Picking out a sweet juicy watermelon is considered an art. I seem to be good at it. I have grown watermelon in my garden, and determining if the watermelon is ripe on the vine is the same technique as determining if the watermelon is juicy – a tap on the “bottom” as my dad would say. The hollow sound and mild vibration through the fruit lets you know how juicy the watermelon will be. Soft spots are not good, over ripe or bruised.
There are various ways of preparing a watermelon for eating. How I prepare the melon is determined on who is going to be eating the melon. For my grandchildren, I cut the melon into small bite size pieces. For adults, I will slice and cut pie shape pieces allowing the person to eat the melon with getting the sticky “watermelon smile” associated with eating a half slice. Regardless of how you serve the watermelon, salt always allows the sweet juices to be sweeter.
I have even carved a watermelon to use for serving the bite size pieces. Simple to do and makes an attractive decor for the table. One problem I had while carving the cavity is doing it so the bowl sits correctly on the table. I always seem to get a little off and the bowl does not sit perfectly upright. Once I had to cut the rind on the bottom to get the bowl to sit upright and not dump the contents onto the table.

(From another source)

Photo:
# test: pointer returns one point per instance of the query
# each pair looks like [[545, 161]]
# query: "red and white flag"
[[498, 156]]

I compost the rinds. But I would like to try making pickled watermelon rind or a pickle relish from the rinds. Recipes and others say the rinds are like cucumbers and you can use the same recipes on the rinds as you do for pickles. An old family friend said it was common during the Depression Era to make pickles from the rinds as they did not waste anything during that time.
I have even seen recipes for a soup made from watermelon rinds.

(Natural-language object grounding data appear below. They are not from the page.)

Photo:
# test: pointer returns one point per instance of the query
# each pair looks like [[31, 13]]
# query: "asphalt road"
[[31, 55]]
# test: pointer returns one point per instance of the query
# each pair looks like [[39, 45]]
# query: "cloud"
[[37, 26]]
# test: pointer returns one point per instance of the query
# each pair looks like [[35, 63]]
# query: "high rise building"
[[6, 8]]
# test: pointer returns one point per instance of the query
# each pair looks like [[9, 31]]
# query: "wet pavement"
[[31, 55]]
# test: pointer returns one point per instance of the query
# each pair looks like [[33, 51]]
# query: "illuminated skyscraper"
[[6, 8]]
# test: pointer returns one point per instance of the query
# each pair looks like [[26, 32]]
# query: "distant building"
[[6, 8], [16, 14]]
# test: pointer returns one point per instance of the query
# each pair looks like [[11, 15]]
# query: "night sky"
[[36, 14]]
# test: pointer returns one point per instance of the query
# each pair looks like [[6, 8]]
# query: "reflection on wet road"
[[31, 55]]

In the area of Texas where I live, watermelon was grown as a major crop until the late 1980’s. The town I live in was the train stop for the farmers to put their watermelons on the train to be shipped to the cities. The train depot is a feed store now, and the watermelon fields are used for cattle and growing hay. After harvest, the train cars loaded and on their way, a big festival would take place called the Watermelon Festival.

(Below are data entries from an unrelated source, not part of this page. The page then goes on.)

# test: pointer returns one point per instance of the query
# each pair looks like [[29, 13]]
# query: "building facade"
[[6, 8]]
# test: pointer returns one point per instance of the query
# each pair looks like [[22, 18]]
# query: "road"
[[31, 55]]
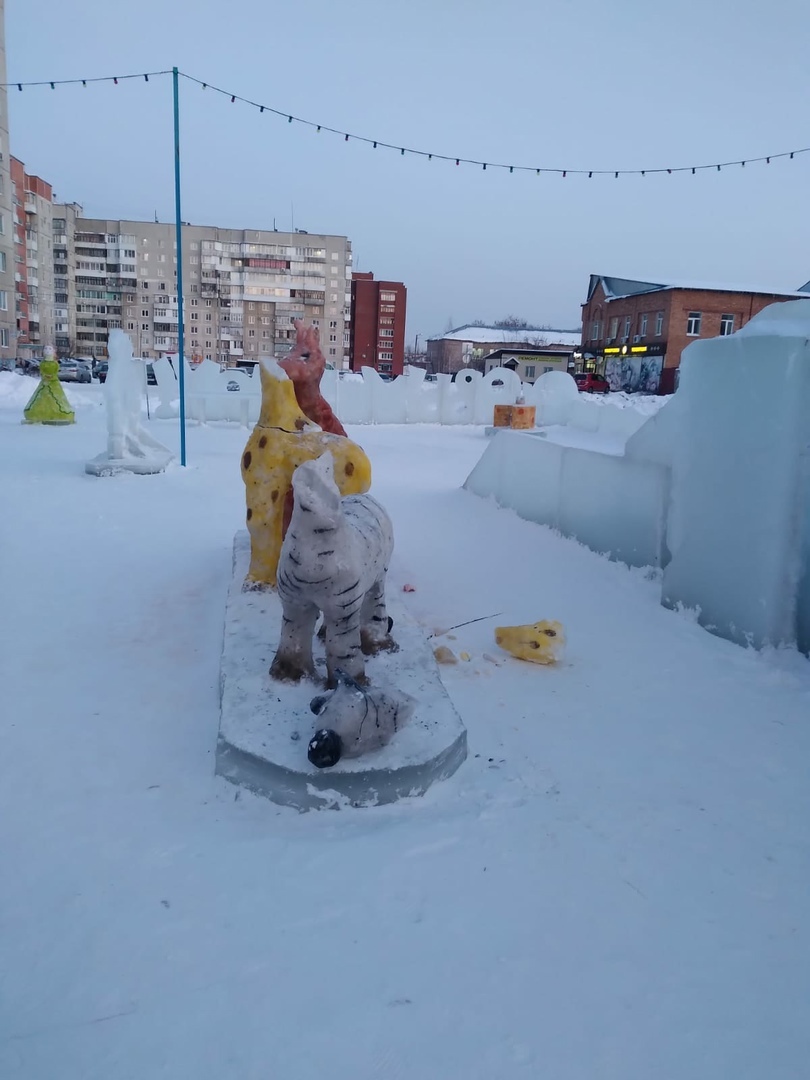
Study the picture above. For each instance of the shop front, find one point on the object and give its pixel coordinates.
(635, 368)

This weekend is the Watermelon Festivals when the communities gather for softball games, a farmer’s market, eating contests and cooking contests as well a many other activities. One community near us has a rodeo during the festival. Although the watermelons are not grown in the community as a major crop, the festivals are still celebrated reminding us of the past, but mostly to have fun and enjoy the activities.